Step 8 is about admitting the network will fail.
Data must survive longer than connectivity.
After Step 7, the system is:
- reliable
- observable
- power-aware
Step 8 improves robustness under long outages and efficiency under good networks by decoupling data production from data delivery.
This step answers:
“What happens to data when the network is unavailable for a long time?”
1. Purpose of Step 8
Without buffering:
- data is lost during outages
- sampling must wait for network
- retry pressure increases
With buffering:
- sensing continues independently
- network can recover later
- sending becomes more efficient
Step 8 is about temporal decoupling.
2. Design Philosophy
Senior rule:
“Never let a slow subsystem stall a fast one.”
Here:
- Sensor sampling is fast and predictable
- Network delivery is slow and unreliable
They should not block each other.
3. What Kind of Buffering (Be Conservative)
For embedded devices, start with:
- Fixed-size ring buffer
- In-RAM only (no flash yet)
- Drop-oldest or drop-newest policy
Avoid at this step:
- flash wear management
- databases
- complex queues
Simplicity first.
4. Data Model
Define a single data record:
struct sample_record {
int32_t temp_mdeg;
int64_t timestamp_ms;
};
This is the unit of truth.
5. Buffer Context (Ownership)
#define SAMPLE_BUFFER_SIZE 32
struct sample_buffer {
struct sample_record buf[SAMPLE_BUFFER_SIZE];
uint8_t head;
uint8_t tail;
uint8_t count;
};
Ownership rules:
- Buffer is owned by the application
- Only app_run() mutates it
- No concurrent access
6. Application Context Update
struct app_ctx {
enum app_state state;
enum app_state recovery_state;
uint32_t retry_count;
k_timeout_t retry_delay;
int last_error;
struct sample_buffer samples;
struct mcp9808_ctx sensor;
struct net_ctx net;
struct http_ctx http;
};
Temperature is no longer sent immediately.
7. SAMPLE State Update (Producer)
case APP_STATE_SAMPLE:
ret = mcp9808_sample(&ctx->sensor, &temp);
if (ret < 0) {
ctx->last_error = ret;
ctx->recovery_state = APP_STATE_SENSOR_INIT;
ctx->state = APP_STATE_ERROR;
break;
}
buffer_push(&ctx->samples, temp, now_ms());
ctx->state = APP_STATE_SEND;
break;
Sampling:
- always happens
- never waits for network
8. SEND State Update (Consumer)
case APP_STATE_SEND:
if (buffer_empty(&ctx->samples)) {
ctx->state = APP_STATE_WAIT;
break;
}
rec = buffer_peek(&ctx->samples);
ret = http_send_record(&ctx->http, rec);
if (ret < 0) {
ctx->last_error = ret;
ctx->recovery_state = APP_STATE_NET_INIT;
ctx->state = APP_STATE_ERROR;
break;
}
buffer_pop(&ctx->samples);
ctx->retry_count = 0;
ctx->state = APP_STATE_SEND; /* try next */
break;
SEND now:
- drains the buffer
- sends multiple records per wake
- stops on failure
9. Batching Policy
Implicit batching occurs because:
- multiple records are sent in one SEND phase
- one connection may deliver many samples
No extra batching logic required.
10. Buffer Overflow Policy (Explicit!)
Choose one:
- Drop oldest (recommended)
- Drop newest
Example:
if (buffer_full()) {
buffer_drop_oldest();
LOG_WRN("Sample buffer full, dropping oldest");
}
Loss is explicit and logged, never silent.

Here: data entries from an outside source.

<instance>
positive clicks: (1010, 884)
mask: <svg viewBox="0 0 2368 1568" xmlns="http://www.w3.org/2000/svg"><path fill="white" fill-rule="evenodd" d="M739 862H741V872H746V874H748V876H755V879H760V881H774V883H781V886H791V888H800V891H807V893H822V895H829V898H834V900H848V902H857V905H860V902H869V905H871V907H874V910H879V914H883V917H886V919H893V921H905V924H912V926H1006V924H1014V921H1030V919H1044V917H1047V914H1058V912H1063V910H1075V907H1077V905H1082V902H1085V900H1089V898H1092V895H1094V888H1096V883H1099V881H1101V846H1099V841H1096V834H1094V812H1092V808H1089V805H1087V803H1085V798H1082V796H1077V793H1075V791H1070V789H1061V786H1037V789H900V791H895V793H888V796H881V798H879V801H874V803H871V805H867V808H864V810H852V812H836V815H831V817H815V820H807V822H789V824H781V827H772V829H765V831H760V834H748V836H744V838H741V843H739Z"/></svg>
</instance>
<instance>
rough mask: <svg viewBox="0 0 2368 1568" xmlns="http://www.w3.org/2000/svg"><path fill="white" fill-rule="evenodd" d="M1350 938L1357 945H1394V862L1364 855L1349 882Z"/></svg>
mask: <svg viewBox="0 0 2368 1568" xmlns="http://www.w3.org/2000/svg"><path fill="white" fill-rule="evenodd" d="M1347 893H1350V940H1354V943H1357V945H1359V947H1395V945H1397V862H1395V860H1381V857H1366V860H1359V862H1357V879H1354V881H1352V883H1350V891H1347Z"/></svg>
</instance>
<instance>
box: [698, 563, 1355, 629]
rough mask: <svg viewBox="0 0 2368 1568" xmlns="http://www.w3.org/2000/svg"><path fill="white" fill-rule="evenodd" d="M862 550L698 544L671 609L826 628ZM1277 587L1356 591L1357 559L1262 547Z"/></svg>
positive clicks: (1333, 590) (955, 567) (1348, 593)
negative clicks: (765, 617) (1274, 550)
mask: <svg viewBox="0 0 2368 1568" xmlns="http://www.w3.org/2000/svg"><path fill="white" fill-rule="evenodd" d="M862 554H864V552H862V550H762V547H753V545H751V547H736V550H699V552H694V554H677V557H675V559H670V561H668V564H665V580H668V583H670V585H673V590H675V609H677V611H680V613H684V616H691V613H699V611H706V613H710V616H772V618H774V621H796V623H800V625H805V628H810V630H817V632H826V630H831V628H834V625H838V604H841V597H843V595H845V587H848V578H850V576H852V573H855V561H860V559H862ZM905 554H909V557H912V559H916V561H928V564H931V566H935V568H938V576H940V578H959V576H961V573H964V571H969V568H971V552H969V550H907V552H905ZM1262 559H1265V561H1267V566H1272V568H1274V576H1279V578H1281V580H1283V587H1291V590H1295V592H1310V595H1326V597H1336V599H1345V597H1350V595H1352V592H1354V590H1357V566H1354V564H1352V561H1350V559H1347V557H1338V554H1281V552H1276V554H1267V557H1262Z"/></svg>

11. Interaction with Power Management
Buffering allows:
- long sleeps during outages
- burst sending when awake
This improves battery life significantly.
12. What Step 8 Deliberately Avoids
- Flash persistence
- Reordering guarantees
- QoS logic
Those are later, product-specific steps.
13. Success Criteria for Step 8
Step 8 is complete when:
- Sampling continues during outages
- Buffered data is sent after recovery
- Buffer behavior is predictable
- Data loss (if any) is explicit
14. Architectural Status After Step 8
After Step 8, the device:
- tolerates long network outages
- uses network efficiently
- separates sensing from delivery
This is common in commercial IoT devices.
15. Next Steps
Optional next steps:
- Step 9: OTA (MCUboot integration)
- Step 10: Watchdog integration
- Step 11: Flash-backed buffering
Core architecture remains unchanged.